No matter how healthily we live, there comes a time when our hearing and vision just isn’t what it used to be. If we’re lucky enough, this is a natural part of the aging process. Scientists call age-related hearing loss presbycusis.
Presbycusis occurs gradually over a long period of time in both ears, so it’s often difficult to notice. Hearing health professionals estimate 30 percent of individuals over the age of 65, and as many as 50 percent of those over the age of 75, have some degree of hearing loss as a result of the aging process. Symptoms include difficulty hearing in noisy places, noticing that certain sounds that seem louder than others, voices sounding muffled, and ringing in the ears. You may also have trouble distinguishing certain high-pitched sounds from others, such as “s” or “th” and notice that men’s voices are easier to distinguish than women’s.
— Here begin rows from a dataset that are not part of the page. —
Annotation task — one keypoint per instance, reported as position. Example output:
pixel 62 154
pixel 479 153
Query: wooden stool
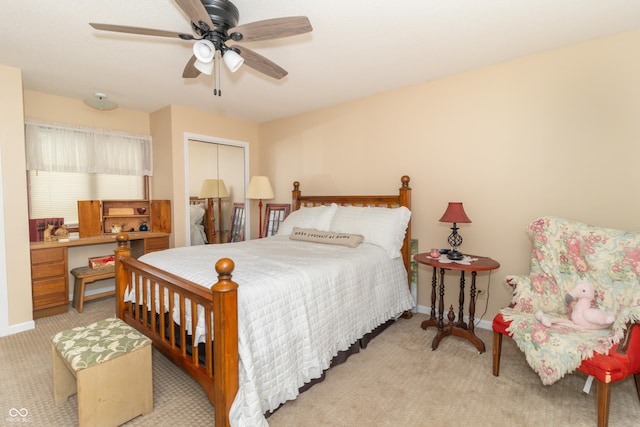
pixel 86 275
pixel 108 363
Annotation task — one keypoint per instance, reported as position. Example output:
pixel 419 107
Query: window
pixel 55 194
pixel 66 164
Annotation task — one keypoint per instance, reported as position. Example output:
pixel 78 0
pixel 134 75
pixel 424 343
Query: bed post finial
pixel 122 251
pixel 295 196
pixel 225 343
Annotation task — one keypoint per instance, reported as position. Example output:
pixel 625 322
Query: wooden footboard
pixel 157 295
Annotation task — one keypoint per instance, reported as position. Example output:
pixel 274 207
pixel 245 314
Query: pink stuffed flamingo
pixel 583 316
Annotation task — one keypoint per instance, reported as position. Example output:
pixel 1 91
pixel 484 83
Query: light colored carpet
pixel 396 381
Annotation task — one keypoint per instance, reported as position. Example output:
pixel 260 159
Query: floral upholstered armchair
pixel 565 252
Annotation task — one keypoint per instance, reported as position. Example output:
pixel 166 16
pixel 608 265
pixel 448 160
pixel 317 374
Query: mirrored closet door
pixel 216 181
Heredity and environmental factors play a big role in the how quickly our hearing ages. Those with a family history of hearing loss, those who have been exposed to a noisy environment and smokers are more susceptible to developing hearing loss at an earlier age than others.
Since side effects from some medications as well as some medical conditions can also cause hearing loss, it’s important to see a hearing health professional as soon as you notice your hearing is impaired. Circulatory conditions such as cardiovascular disease and diabetes can affect your hearing, as well as some prescribed medications for cancer chemotherapy, pain and antibiotics. Once the reason for your hearing loss is diagnosed, it can be treated appropriately.
How does aging affect hearing? As we age, our eardrums thicken, making it harder for sound vibrations to cross into the inner ear. Inside the inner ear, the tiny hairs responsible for interpreting sound waves into sound signals become damaged and die. Unlike the hairs on our head, these hairs do not regenerate, meaning our hearing is permanently affected.
Aging also causes changes to our auditory nerve (responsible for hearing acuity) and our brain’s ability to process sound, which contributes to hearing loss. Aging may also affect the fluids and sensitive hairs in our inner ear that help us maintain balance.
If aging is the reason for your hearing loss, your audiologist will more than likely recommend hearing aids or cochlear implants to improve your condition. Just as eyeglasses correct your sight, these assisted hearing devices help you hear better so you can continue to communicate effectively with friends, family members and co-workers.